The numerators \(1-e^{\pm4 \pi i}\) are always equal to zero, and the denominator \(1-e^{\pm4\pi i/N}\) is non zero unless \(N=1\) or 2. Thus for \(N>2\),

$$\begin{aligned} I =&\frac{N\pi r_{m}^{4}}{4} + \pi r_{m}^{2} R^{2} \frac{N}{2}=\frac{\pi r_{m}^{2} N}{2} \biggl(\frac{ r_{m}^{2} }{2} + R^{2} \biggr) \approx \frac{\pi r_{m}^{2}R^{2}N}{2}, \end{aligned}$$

where an approximation is made since the radius of a microtubule \(r_{m}\ll R\) — the radius at which the microtubules are arranged within the axon \(R\).

The typical diameter of a microtubule \(r_{m}\approx25~\mbox{nm}\) [2] and, as previously, we take the radius of an axon \(r_{0}\approx0.5~\upmu \mbox{m}\).
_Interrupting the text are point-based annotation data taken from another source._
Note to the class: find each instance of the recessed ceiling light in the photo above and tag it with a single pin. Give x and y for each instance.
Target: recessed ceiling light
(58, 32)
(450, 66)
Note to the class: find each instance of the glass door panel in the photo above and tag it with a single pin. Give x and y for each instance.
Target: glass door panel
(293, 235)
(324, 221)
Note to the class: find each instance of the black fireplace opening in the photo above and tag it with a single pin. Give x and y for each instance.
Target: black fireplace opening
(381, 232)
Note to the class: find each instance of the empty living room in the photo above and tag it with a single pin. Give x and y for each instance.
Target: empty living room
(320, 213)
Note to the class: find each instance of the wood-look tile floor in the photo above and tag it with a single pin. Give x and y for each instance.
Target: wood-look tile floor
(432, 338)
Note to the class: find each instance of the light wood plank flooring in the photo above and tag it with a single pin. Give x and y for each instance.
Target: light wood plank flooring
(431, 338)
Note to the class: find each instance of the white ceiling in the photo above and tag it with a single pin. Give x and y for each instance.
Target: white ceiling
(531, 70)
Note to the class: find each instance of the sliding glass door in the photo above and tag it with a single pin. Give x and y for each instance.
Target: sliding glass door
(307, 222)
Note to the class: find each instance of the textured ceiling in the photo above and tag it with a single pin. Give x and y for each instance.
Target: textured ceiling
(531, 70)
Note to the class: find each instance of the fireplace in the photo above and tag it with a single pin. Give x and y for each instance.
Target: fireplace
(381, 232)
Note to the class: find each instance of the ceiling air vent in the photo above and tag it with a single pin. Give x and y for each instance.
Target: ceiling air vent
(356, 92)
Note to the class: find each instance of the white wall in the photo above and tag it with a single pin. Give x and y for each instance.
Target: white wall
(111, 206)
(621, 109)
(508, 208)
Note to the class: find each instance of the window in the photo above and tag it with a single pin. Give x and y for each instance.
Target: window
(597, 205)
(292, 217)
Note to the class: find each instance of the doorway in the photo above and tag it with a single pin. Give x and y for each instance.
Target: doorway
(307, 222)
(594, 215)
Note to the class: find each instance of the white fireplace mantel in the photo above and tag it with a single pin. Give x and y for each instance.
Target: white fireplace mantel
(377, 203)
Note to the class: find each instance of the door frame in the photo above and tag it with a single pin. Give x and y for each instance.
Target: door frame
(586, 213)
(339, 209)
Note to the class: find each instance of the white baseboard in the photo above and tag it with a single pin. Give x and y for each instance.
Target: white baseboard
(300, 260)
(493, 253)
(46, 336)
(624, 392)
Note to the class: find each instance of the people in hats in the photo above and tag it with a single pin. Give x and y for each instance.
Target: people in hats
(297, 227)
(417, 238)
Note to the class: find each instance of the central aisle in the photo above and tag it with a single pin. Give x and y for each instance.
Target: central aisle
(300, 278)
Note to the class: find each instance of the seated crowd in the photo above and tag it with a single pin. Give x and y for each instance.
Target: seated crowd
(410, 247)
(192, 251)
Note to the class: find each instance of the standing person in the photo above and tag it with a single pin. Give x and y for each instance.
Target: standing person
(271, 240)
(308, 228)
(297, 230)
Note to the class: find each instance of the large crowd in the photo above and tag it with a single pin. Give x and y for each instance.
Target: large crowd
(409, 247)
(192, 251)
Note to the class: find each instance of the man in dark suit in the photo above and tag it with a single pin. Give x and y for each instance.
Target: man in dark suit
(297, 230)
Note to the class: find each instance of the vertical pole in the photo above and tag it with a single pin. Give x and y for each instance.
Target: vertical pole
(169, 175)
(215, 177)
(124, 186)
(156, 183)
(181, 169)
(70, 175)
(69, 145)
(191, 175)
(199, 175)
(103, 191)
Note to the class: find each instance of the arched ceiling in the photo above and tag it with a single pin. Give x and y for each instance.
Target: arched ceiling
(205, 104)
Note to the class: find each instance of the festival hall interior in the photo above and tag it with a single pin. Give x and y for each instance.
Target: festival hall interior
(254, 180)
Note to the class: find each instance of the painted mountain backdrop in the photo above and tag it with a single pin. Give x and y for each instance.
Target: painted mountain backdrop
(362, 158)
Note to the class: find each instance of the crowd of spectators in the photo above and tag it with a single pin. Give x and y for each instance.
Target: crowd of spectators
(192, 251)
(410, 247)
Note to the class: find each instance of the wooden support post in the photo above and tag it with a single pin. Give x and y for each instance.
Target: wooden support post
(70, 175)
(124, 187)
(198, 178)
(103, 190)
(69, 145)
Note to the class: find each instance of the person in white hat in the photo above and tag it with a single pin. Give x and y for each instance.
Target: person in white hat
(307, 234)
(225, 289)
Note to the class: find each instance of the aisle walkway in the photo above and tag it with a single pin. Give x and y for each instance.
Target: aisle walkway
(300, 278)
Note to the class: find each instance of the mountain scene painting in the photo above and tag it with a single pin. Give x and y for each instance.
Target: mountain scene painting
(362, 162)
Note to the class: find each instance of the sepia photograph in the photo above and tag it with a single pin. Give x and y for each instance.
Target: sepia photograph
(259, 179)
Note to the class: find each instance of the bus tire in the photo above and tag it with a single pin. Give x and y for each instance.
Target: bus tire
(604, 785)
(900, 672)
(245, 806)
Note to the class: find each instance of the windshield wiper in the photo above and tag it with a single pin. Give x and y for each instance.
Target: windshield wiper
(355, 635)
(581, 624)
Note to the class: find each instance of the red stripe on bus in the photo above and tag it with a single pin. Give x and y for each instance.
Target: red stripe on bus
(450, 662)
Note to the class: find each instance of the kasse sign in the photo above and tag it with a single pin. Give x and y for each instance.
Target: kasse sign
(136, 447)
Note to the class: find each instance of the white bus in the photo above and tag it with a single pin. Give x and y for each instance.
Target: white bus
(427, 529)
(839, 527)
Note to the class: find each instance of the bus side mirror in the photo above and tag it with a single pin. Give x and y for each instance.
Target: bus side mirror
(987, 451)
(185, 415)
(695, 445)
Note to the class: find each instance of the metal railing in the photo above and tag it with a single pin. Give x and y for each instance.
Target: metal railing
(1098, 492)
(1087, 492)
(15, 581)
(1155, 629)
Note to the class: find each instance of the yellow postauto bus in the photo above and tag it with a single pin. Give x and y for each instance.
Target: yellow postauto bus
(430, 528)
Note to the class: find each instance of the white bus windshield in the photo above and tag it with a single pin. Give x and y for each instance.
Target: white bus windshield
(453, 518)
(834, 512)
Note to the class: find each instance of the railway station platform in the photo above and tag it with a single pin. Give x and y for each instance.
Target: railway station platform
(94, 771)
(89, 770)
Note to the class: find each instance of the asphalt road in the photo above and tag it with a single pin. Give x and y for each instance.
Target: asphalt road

It is assumed that the microtubules are arranged close to the edge of the axon so that \(R=0.4~\upmu \mbox{m}\), and we assume that there are \(N=12\) microtubules in a cross section. This number varies between axons but, as the bending stiffness varies only linearly with \(N\), variations in \(N\) will not have a great effect. Taking \(E_{m}\approx1.2~\mbox{GPa}\) [19] we have,

$$ B=E_{m}I_{m}=E_{m} \times\frac{\pi r_{m}^{2} R^{2} N}{2} \approx6 \times 10^{-19}~\mbox{Nm}^{2}. $$

(36)

The cytoskeleton also consists of neurofilaments and microfilaments. Their overall contribution to the bending stiffness of axons are not fully understood.